Paris (AFP)

"Fifty brooms, brooms!" Jean Paul Gaultier, the terrible child of fashion hung up his scissors celebrating 50 years of career with a haute couture collection "recycled" in his latest fairy fashion show in Paris.

Her muses, the American pin-up Dita Von Teese or the Spanish actress Rossy de Palma responded present and played mini-shows at the prestigious Théâtre du Châtelet in "this great fashion show-show", the last for the 67-year-old fashion designer . He had announced last week to abandon fashion to discover other horizons.

Canadian model Coco Rocha did an Irish dance act, tops like Karlie Kloss, Bella and Gigi Hadid got into the game by taking attitudes for each outfit, an exercise in which we are not used to see during Fashion weeks.

Worn by two shirtless men, Amanda Lear paraded on the podium in tights and a shiny top. Actress Béatrice Dalle in a long black dress appeared to smoke and throw the cigarette butt on the podium.

The parade opened with a black coffin decorated by two conical cups made world famous by Madonna and from which came out the first mannequin, in white.

Couture was symbolically buried, but no regrets, but joy for this celebration where champagne was flowing and which ended with a dancing evening in the night.
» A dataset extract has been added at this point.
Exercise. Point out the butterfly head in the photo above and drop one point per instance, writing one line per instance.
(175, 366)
"The best is ahead," says Jean Paul Gaultier in the note of intent for the parade without revealing his future project.

Even in normal times, the parades of the French couturier were out of the ordinary: transgressive and cheerful, they were accompanied by notes full of humor and puns to describe the outfits inspired by punks, burlesque or transgender, but always perfectly cut.

For the latter, he let go, presenting his iconic pieces such as corsets, diverted stripes, cut and reconstructed jeans or dresses made from old belts, all made from archival pieces.
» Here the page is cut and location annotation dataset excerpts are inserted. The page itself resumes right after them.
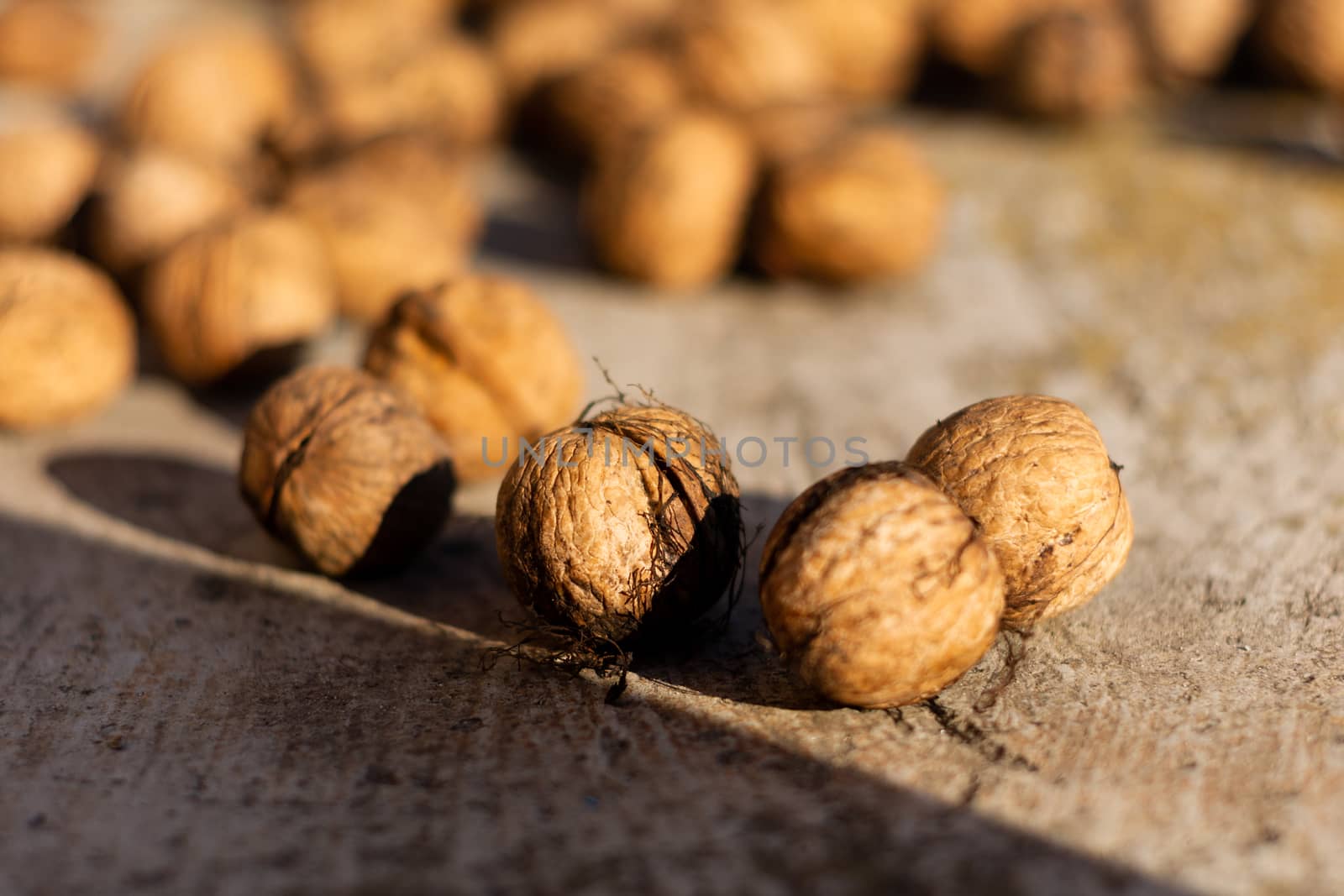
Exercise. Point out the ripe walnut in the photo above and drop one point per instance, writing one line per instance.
(49, 43)
(864, 206)
(47, 164)
(743, 54)
(219, 297)
(346, 470)
(1074, 65)
(877, 589)
(597, 107)
(622, 527)
(979, 34)
(1189, 39)
(1034, 474)
(394, 217)
(150, 199)
(1304, 40)
(486, 362)
(67, 340)
(669, 206)
(215, 94)
(449, 87)
(870, 50)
"There are too many clothes, do not throw them away, recycle them," calls the designer. "Farewell to the brand new, hello to the brand new!"

- "Provocative" talent -

"Body positive" and "gender fluid" before the hour, he had men wear skirts and make-up and shaken up the elitist world of fashion with his subversive vision of beauty.
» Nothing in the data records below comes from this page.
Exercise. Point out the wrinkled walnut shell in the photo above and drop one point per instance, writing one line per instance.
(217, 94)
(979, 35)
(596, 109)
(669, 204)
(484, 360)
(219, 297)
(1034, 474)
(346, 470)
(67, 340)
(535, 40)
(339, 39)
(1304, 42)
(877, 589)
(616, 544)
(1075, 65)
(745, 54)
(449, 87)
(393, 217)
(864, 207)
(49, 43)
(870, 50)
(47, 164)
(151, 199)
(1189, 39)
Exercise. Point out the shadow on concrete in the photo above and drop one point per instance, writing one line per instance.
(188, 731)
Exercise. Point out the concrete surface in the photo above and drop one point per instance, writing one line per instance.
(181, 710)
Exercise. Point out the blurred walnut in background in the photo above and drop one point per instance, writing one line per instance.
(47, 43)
He created the revolution by being one of the first to parade senior models and overweight or tattooed women.

Since his first collections, Gaultier has mixed genres, sexes, eras, the banter of popular streets and the distinction of beautiful neighborhoods: chic rappers, sleek geishas, ​​corseted casseroles and men in skirts and high heels.

"I am modest in my fashion, he is rather provocative. It's his style, it's already a lot, Talent is personality, after the first ten lines we say it's Victor Hugo, that's Camus, Mozart ", remembered recently in an interview with AFP Pierre Cardin with whom Jean Paul Gaultier made his debut.

- "Loss" for sewing -

"Everybody is beautiful!" it was also the leitmotif of his autobiographical show "Fashion Freak show" at the Folies Bergère which was enormously successful in 2018 and which, according to fashion critics, would have comforted him in the idea of ​​seeing wider than the Fashion weeks.

"The show gave him prospects for the future," analyzes fashion historian Olivier Saillard, interviewed by AFP.

"It was very nice to see in the space of the theater this audience which laughed, which cried, which was in communion with him. It is more joyful than a fashion show which lasts 11 minutes, with people who are there with their phones, take photos, cheer very little, "he adds.

Jean Paul Gaultier sold his house to the Catalan group Puig in 2011 and stopped the ready-to-wear collections in 2015.

"I understand his choice. He did not want fashion to go so fast, he found that this environment has become a business, marketing, fast fashion (...) The cycles of fashion are neither livable nor for designers and customers alike, "says Julie de Libran, ex-designer of Sonia Rykiel who launched her own brand of dresses, and whose fashion show took place a few hours before that of Gaultier.